Bionicle 3: Web of Shadows is a 2005 computer-animated science fantasy action film based on the Bionicle toy line by Lego and the third installment in the Bionicle film series. It is largely a sequel to Bionicle 2: Legends of Metru Nui, with the majority of events taking place before that film's ending. Like Legends of Metru Nui, Web of Shadows is a prequel to the first film, Bionicle: Mask of Light. This is the first Bionicle film to not be given a rating by the MPAA. It was released on DVD on October 11, 2005 by Buena Vista Home Entertainment under the Miramax Home Entertainment label.

In the film, the Toa Metru return to their island city home of Metru Nui to rescue the Matoran populace whom they are sworn to protect; the Matoran all remain in a deep coma following the events of the previous film. Upon arrival, the Toa discover that the city has been overrun by spider-like creatures called Visorak, who capture the Toa and mutate them into beast-like creatures known as Hordika. The Toa Hordika work with a group of beings called Rahaga to find a way to revert to their original forms while remaining committed to their primary objective of rescuing the Matoran.

Plot 
Makuta, the Master of Shadows, is still frozen in his crystal prison following the events of the previous film. A mysterious figure calls out his name, then scratches the prison and extracts a shard from it. This figure is later revealed to be Roodaka, the queen of the Visorak horde, and she is later shown infusing the shard into her chest as she vows to free Makuta from his prison.

Vakama, as a Turaga, continues in voice-over the story of the Toa Metru. Having combined their elemental powers to seal the Makuta in protodermis at the end of the previous film, the Toa left Metru Nui to find a home for the sleeping Matoran, vowing to return to the city to rescue those they were forced to leave behind. However, in their absence, the city became overrun by the 'stealers of life', the Visorak horde.

The Toa Metru (Vakama, Nokama, Matau, Onewa, Whenua, and Nuju) arrive on the shore of Metru Nui and proceed towards the Coliseum where the Matoran are being held, observing the damage that has been dealt to the city. They are soon ambushed and captured by a group of Visorak and taken to the Coliseum, where they are infused with the Visorak's venom and mutated into beast-like creatures. Having been ordered to be killed by Sidorak, king of the Visorak horde, the Toa are sent falling to their deaths. They are saved by six flying beings who later introduce themselves as Rahaga, led by Norik.
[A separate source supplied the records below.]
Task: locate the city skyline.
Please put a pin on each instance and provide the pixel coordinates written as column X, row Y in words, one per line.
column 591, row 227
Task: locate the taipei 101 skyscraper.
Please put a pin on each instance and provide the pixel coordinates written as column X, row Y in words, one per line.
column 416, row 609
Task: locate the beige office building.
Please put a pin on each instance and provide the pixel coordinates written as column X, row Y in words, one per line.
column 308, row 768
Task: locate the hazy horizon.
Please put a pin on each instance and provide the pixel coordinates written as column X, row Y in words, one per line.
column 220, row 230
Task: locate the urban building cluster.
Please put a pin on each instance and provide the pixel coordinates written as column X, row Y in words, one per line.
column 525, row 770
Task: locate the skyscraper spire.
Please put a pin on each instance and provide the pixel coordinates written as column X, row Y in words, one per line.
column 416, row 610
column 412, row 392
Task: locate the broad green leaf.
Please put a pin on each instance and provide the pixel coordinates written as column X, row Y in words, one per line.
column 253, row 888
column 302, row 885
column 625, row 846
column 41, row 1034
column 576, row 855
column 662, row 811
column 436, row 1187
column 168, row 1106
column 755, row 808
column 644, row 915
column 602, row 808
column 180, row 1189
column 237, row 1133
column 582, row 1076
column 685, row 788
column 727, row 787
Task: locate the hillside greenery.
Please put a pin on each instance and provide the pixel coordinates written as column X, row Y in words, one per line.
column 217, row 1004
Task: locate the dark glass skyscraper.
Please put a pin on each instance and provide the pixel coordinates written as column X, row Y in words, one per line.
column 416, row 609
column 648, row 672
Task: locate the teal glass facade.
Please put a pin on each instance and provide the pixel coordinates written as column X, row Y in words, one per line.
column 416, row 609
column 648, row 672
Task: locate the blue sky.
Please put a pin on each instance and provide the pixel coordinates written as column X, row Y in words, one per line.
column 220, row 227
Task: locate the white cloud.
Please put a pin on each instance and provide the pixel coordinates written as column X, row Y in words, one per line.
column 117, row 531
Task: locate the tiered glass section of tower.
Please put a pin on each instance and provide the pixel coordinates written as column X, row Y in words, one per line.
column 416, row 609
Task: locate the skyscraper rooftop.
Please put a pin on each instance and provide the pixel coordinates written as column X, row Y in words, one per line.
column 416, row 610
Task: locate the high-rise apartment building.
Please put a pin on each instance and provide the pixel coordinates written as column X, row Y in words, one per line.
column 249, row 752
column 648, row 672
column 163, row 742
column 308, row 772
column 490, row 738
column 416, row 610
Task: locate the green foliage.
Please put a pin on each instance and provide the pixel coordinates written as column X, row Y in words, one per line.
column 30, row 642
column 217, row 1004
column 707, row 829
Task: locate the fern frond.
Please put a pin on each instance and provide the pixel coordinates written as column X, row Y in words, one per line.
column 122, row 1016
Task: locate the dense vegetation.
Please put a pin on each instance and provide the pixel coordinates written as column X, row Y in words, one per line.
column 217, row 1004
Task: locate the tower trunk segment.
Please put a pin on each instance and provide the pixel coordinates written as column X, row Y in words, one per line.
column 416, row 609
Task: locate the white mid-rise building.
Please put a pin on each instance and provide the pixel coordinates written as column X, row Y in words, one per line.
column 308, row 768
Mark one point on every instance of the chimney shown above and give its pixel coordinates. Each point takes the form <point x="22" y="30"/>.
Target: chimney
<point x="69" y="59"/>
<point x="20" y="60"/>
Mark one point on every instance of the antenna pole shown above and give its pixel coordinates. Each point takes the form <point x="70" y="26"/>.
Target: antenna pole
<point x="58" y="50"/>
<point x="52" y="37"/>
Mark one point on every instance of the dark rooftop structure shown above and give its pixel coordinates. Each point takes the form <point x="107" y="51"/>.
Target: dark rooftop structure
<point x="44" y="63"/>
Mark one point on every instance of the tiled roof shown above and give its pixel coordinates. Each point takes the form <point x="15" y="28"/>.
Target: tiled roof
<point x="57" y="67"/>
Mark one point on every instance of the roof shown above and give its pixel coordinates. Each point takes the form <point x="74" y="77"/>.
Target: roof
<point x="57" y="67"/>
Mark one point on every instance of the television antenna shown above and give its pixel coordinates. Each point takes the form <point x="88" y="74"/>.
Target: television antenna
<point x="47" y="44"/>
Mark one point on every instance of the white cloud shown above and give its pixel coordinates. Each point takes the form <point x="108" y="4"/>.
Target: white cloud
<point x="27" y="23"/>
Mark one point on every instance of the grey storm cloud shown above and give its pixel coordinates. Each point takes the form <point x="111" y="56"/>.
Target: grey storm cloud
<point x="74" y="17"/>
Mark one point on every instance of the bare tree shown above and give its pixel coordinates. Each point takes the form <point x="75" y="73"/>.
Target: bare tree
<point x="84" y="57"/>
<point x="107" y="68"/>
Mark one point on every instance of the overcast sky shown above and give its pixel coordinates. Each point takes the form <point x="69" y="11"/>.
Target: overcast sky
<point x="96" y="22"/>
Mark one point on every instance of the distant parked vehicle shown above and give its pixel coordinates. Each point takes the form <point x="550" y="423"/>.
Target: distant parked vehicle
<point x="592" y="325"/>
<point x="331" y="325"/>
Norik explains that the Visorak venom has transformed the Toa into Hordika, making them more susceptible to their bestial natures. As they will remain Hordika forever if the venom is not neutralized in time, their only hope of changing back lies in an ancient hermit-like Rahi named Keetongu, who is considered by many to be a myth. Vakama grows angry over continually being blamed for the Toa's current situation and storms off, choosing to try and save the Matoran alone. However, he is cornered by Visorak and once again taken to the Coliseum. Roodaka takes advantage of Vakama's current state of mind by offering him a proposal: if he commands the Visorak horde, he can rule Metru Nui. With his Hordika instinct overpowering his rational mind, Vakama accepts her offer.

The other Toa, along with the Rahaga, go to the Great Temple in the Ga-Metru district to search for clues to Keetongu's whereabouts. Vakama ambushes the Rahaga during the night, capturing five of them and leaving behind a badly injured Norik as a warning. He takes them to Sidorak, who grants Vakama a place as the general of the Visorak horde. Norik later informs the Toa of what Vakama has done, reiterating that they must find Keetongu before the Toa are completely consumed by their bestial states as Vakama has apparently been. Using inscriptions translated before the attack, the group follows a trail that leads them to Keetongu's lair at the top of the Ko-Metru district. Though reluctant at first, Keetongu eventually agrees to aid them.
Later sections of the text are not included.